Walt Whitman (1819-1892) no rinde tributo, pero la ciencia también hace su entrada en su poesía. En Cuando escuché al sabio astrónomo dandodemostraciones, cifras, mostrando cuadros y diagramas, sumando y dividiendo, escucha los aplausos y cansado y enfermo abandona la sala y vaga en la noche buscando un poco de silencio mirando las estrellas. Lo cierto es que el poeta estaba allí, en una sala de conferencias, y si el sabio en cuestión lo hizo salir en busca de un poco de soledad y de silencio tal vez la culpa haya que achacársela al conferencista.
Tal vez Edgar Allan Poe (1809-1849) supo plantear la pregunta más eficaz.

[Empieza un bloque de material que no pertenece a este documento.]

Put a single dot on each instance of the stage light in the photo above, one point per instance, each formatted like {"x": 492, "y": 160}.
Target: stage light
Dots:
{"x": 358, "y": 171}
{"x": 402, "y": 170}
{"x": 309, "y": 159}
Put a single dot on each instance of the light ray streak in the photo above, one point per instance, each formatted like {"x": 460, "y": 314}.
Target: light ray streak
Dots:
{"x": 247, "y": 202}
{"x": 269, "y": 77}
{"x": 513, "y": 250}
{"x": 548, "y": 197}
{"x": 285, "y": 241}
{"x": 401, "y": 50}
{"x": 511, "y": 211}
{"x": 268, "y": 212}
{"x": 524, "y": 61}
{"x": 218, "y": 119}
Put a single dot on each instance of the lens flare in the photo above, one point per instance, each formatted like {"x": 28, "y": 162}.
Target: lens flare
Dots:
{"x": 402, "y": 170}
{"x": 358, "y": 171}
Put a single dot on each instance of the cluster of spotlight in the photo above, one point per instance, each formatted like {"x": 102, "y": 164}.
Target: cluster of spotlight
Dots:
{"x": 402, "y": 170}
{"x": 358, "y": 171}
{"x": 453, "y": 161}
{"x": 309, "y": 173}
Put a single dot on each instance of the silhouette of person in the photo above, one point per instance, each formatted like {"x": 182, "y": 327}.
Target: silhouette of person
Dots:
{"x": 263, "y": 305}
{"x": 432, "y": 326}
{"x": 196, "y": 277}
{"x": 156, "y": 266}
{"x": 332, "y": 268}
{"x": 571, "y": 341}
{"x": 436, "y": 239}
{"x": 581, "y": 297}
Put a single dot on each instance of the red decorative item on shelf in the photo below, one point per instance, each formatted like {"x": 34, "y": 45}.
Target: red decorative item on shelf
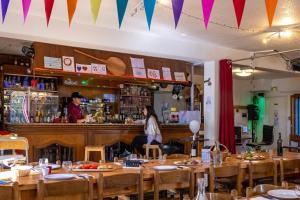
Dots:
{"x": 4, "y": 133}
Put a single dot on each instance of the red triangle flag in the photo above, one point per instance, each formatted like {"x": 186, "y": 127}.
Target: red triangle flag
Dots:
{"x": 48, "y": 9}
{"x": 71, "y": 9}
{"x": 239, "y": 6}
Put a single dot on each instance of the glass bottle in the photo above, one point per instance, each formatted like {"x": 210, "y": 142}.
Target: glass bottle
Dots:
{"x": 194, "y": 147}
{"x": 201, "y": 189}
{"x": 279, "y": 146}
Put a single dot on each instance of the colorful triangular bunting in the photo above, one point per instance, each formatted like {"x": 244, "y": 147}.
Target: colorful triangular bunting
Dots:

En su Soneto a la ciencia, ésta aparece como un buitre que devora el corazón del poeta. Sus alas son opacas realidades, y Poe se pregunta cómo podría el poeta amar a la ciencia: “¿cómo puede juzgarte sabia/ aquel a quien no dejas en su vagar/ buscar un tesoro en los enjoyados cielos,/ aunque se elevara con intrépida ala?”, se pregunta. La ciencia consiguió arrebatar a Diana de su carro, expulsó a las Hamadríades del bosque para buscar abrigo en alguna estrella feliz, arrancó a las Náyades de la inundación, al Elfo de la hierba. Y al poeta del sueño de verano bajo el tamarindo. Poe pregunta, pero la ciencia no responde.